她狀似感嘆,又若自言自語,「可惜了,公子高潔如天上聖蓮,他卻低微若地下塵土。」
「都是世人虛名罷了。」
魏長寧輕笑一聲,她笑道:「好一個世人虛名。」
「世人皆說澄明公子高不可攀,清冷自持,可本殿下今日瞧著,怎麼有些投懷送抱的意思。

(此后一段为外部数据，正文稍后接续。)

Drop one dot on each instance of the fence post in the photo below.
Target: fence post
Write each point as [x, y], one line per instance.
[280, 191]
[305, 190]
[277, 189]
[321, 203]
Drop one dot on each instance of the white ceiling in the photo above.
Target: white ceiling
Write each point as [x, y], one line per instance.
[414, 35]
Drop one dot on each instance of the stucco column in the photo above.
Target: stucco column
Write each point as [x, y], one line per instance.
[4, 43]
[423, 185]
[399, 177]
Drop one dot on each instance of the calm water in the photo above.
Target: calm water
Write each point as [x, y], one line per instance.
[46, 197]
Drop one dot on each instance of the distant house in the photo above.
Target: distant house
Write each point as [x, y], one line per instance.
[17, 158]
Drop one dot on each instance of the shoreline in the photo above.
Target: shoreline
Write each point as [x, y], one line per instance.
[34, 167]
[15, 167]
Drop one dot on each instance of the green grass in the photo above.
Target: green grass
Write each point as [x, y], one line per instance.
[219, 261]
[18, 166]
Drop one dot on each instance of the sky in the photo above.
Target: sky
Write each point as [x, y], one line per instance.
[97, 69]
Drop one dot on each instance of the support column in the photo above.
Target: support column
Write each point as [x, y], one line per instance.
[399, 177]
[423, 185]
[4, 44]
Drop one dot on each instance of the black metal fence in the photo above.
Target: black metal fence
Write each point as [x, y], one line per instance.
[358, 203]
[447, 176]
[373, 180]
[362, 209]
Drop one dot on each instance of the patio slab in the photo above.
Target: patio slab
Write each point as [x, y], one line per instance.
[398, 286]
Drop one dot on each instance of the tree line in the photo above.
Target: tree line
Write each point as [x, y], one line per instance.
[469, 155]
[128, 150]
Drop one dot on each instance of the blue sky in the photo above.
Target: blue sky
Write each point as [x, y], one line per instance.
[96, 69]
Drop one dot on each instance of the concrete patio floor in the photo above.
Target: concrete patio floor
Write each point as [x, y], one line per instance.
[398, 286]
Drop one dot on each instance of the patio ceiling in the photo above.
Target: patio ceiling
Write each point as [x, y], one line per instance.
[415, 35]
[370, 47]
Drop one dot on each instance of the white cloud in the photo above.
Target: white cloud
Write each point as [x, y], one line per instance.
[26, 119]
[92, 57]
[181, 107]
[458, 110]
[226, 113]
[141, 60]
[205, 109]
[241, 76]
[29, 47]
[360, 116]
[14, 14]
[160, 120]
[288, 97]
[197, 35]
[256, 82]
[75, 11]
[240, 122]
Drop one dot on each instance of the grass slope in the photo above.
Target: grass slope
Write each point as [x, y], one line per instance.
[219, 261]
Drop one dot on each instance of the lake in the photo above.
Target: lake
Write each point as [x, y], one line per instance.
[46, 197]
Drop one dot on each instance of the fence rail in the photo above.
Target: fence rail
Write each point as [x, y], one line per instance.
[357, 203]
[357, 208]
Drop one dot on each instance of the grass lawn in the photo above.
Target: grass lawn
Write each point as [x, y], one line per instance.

」
李澄明面色不變,仍是那副正襟危坐的模樣。
「臣說了,那是世人所言。」
他一雙眼睛無波無瀾,唯有手裡頭攥著的佛珠撥得似乎快了些。
魏長寧眉眼挑挑,纖細白皙的手指卻漸漸抓住那一粒粒細小佛珠,又緩緩往上透過有著薄繭手掌整串抓了去。
「成色倒是不錯。」魏長寧將那佛珠對摺,冰涼觸感貼在李澄明的肌膚上,她看見李澄明的睫毛顫了顫,於是她笑意更加明顯。
「想不想入我關雎宮?」
佛珠自上而下從臉上劃過,又漸漸劃至脖頸間。李澄明嚥了咽口水,又聽魏長寧道:「澄明公子可知道,今日進了我的馬車,你我清白可都不保了?」
李澄明一襲白衣不亂,他伸手抓住流連在鎖骨之上的佛珠,重新又抓回手裡攥著。
他抬頭看向魏長寧,啟唇輕道:「臣謹遵殿下命令。」
馬車已至,李澄明徐徐下車,無畏眾人打量目光,他倒是從容不迫。